Another View
Bob Kendrick keeps alive the spirit of the late Buck O’Neil, the first Black coach in Major League Baseball, and who before that was a Black baseball player and manager. O’Neil in his later years became known more for his storytelling, overall sunny optimism, as well as being a staunch advocate for the Negro Leagues. He was finally inducted into the Baseball Hall of Fame in 2022, 16 years after his death in 2006 at age 94.
“Being around Buck O’Neil for all those years,” Kendrick fondly recalled, “every chance I get to talk about this history is a welcome opportunity. It gets us another step closer to moving Negro Leagues history in a mainstream fashion.”

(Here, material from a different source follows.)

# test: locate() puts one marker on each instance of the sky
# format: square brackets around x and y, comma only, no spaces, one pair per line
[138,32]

The Minnesota Twins brought Kendrick, the Negro Leagues Baseball Museum president, to town earlier this month as keynote speaker for its annual diversity celebration. It was yet another chance for Kendrick to talk Negro Leagues. He was named NLBM president in 2011, but he was with the Kansas City institution for a lot longer.
“When I walked into that one-room office 30 years ago, that was the Negro Leagues Baseball Museum back then,” said Kendrick. We sat at the Twins ballpark in between his umpteen scheduled appearances that the team set up for him during his two-day visit. “I didn’t realize it at that point in time, but I had just walked into what would become my passion,” he said.
Like his mentor and friend O’Neil, Kendrick is prodigious in extolling the greatness and historical significance of the Negro Leagues. As was O’Neil, Kendrick is passionate and charismatic as he tells endless and entertaining stories, as well as constantly educating everyone about the history of Black baseball wherever he goes.
“O’Neil told me something many, many years before he passed away,” Kendrick recalled. “‘If you find a job that you love, you’ll never work a day in your life.’ That doesn’t mean that it’s going to be easy.”
As museum president, Kendrick runs its day-to-day operations and development along with fundraising for the not-for-profit organization.
“Obviously my job is to go out and raise money,” continued Kendrick. “And anytime you gotta raise money, that’s always challenging.” Currently, his goal is to raise the necessary funds to build a new 30,000-square-foot building “adjacent to the Passo YMCA” in Kansas City. “The Passo YMCA is the birthplace of the Negro Leagues.”
This new education and research center “will be attached to the historic YMCA and create what I call a Negro Leagues campus…an international headquarters for both Black baseball and social history,” stressed Kendrick, located at 18th and Vine, where the NLBM currently stands. “This is a civil rights social justice museum seen through the lens of baseball.”
Kendrick’s voice is now heard on the new “MLB The Show 23,” video game, along with archival footage and related illustrations from the Negro Leagues. Eight Negro Leaguers are also featured in the new game.
“I’m so excited about the things that are happening around me,” exclaimed Kendrick. “Many young people and young adults are falling in love with the Negro Leagues through this gaming platform. I’m having young kids of all colors come into the Negro Leagues Baseball Museum and want to seek me out, because I’m narrating.”
Black baseball before major league integration was an economic engine for the communities that had Negro Leagues teams. “Stars stayed in the same neighborhood. I saw [them] every day at the same barbershop. I worshiped with them, ate at the same restaurant because that’s what segregation did,” said Kendrick.
“I also wanted to emulate them. But not just for their athletic ability. I wanted to emulate them as men.
“The Negro Leagues is one of those great American success stories that should always be shared,” stressed Kendrick. “I’ve been blessed to do this work.”